Pour toutes ces raisons, la clause litigieuse ne peut être considérée comme une clause abusive au sens de l’article L. 132-1 du code de la consommation. »

 

RÉPUBLIQUE FRANÇAISE

AU NOM DU PEUPLE FRANÇAIS

 

COUR D’APPEL D’ANGERS

PREMIÈRE CHAMBRE A

ARRÊT DU 8 MARS 2011

 

ÉLÉMENTS D’IDENTIFICATION DE LA DÉCISION       (N.B. : mention ne figurant pas sur l’original)

R.G. n° 09/02136. Arrêt n° 102. Sur appel d’un jugement du 7 juillet 2009 – Tribunal d’Instance de LAVAL, n° d’inscription au RG de première instance 08/0204

 

APPELANT :

L’ÉTABLISSEMENT SARTHE HABITAT

[adresse], représenté par la SCP CHATTELEYN ET GEORGE, avoués à la Cour, assisté de Maître Joseph ROTH, avocat au barreau de METZ,

 

INTIMÉS ET INCIDEMMENT APPELANTS :

Monsieur X.

[adresse],

Madame Y. épouse X.

[adresse],

représentés par la SCP GONTIER - LANGLOIS, avoués à la Cour, assistés de Maître Alain DUPUY, avocat au barreau du MANS

 

COMPOSITION DE LA COUR : L'affaire a été débattue le 25 janvier 2011 à 14 H 00, en audience publique, devant la Cour composée de : Monsieur DELETANG, président en application de l’ordonnance du 3 janvier 2011, Madame VERDUN et Madame RAULINE, ayant été entendue en son rapport, conseillers, qui en ont délibéré

Greffier lors des débats : Madame LEVEUF

ARRÊT : contradictoire. Prononcé publiquement le 8 mars 2011, par mise à disposition de l'arrêt au greffe de la Cour, les parties en ayant été préalablement avisées dans les conditions prévues au deuxième alinéa de l’article 450 du Code de procédure civile. Signé par Monsieur DELETANG, président, et par Madame LEVEUF, greffier auquel la minute de la décision a été remise par le magistrat signataire.

 

EXPOSÉ DU LITIGE                                                           (N.B. : mention ne figurant pas sur l’original)

EXPOSÉ DU LITIGE :

Par acte authentique passé en l'étude de maître G., notaire au Mans, le 7 octobre 2004, monsieur et madame X. ont acquis auprès de Sarthe Habitat, les lots n° 6, 31 et 109 constitués d'un appartement, d'une cave et d'un parking, dans un ensemble immobilier situé [...], dans le cadre d'un contrat de vente en l'état futur d'achèvement.

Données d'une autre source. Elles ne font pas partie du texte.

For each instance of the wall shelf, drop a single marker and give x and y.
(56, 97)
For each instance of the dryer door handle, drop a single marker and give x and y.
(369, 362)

L'acte stipule que la livraison devra intervenir le 31 décembre 2005 au plus tard, sous réserve de la survenance d'un cas de force majeure ou d'une cause légitime de suspension du délai de livraison, les parties déclarant s'en rapporter à un certificat de l'architecte ou du maître d'œuvre pour l'appréciation des événements énumérés dans la clause, parmi lesquels figurent les intempéries.

Par lettre recommandée avec accusé de réception du 24 février 2006, les époux X. ont mis en demeure Sarthe Habitat d'achever les travaux et de leur livrer l'appartement en indiquant qu'ils subissaient un préjudice financier du fait du retard. Le 14 mars suivant, le conseil de Sarthe Habitat leur a répondu que le chantier avait été retardé par 130 jours d'intempéries et que le terme était reporté au 10 mai 2006.

Le procès-verbal de réception des lots n° 6, 31 et 109 a été signé par les parties le 11 mai 2006 avec réserves.

Par acte d'huissier en date du 25 juin 2007, les époux X. ont fait assigner Sarthe Habitat devant le tribunal d'instance du Mans sur le fondement de l’article 1147 du code civil pour obtenir des dommages-intérêts, soit 4.550 euros au titre de la perte de loyers et 4.129,74 euros au titre des frais intercalaires, ainsi qu'une indemnité de procédure.

L'affaire a été renvoyée devant le tribunal d'instance de Laval par un jugement du 12 mars 2008 en application de l’article 47 du code de procédure civile en raison de la qualité d'avocate de madame X.

Par un jugement du 7 juillet 2009, ce tribunal a dit que la société Sarthe Habitat était responsable du retard de livraison de l'immeuble vendu à monsieur et madame X. et l'a condamnée à leur payer 5.629,74 euros à titre de dommages-intérêts et 800 euros en application de l’article 700 du code de procédure civile ainsi qu'aux dépens, sous le bénéfice de l'exécution provisoire à hauteur de la moitié des condamnations.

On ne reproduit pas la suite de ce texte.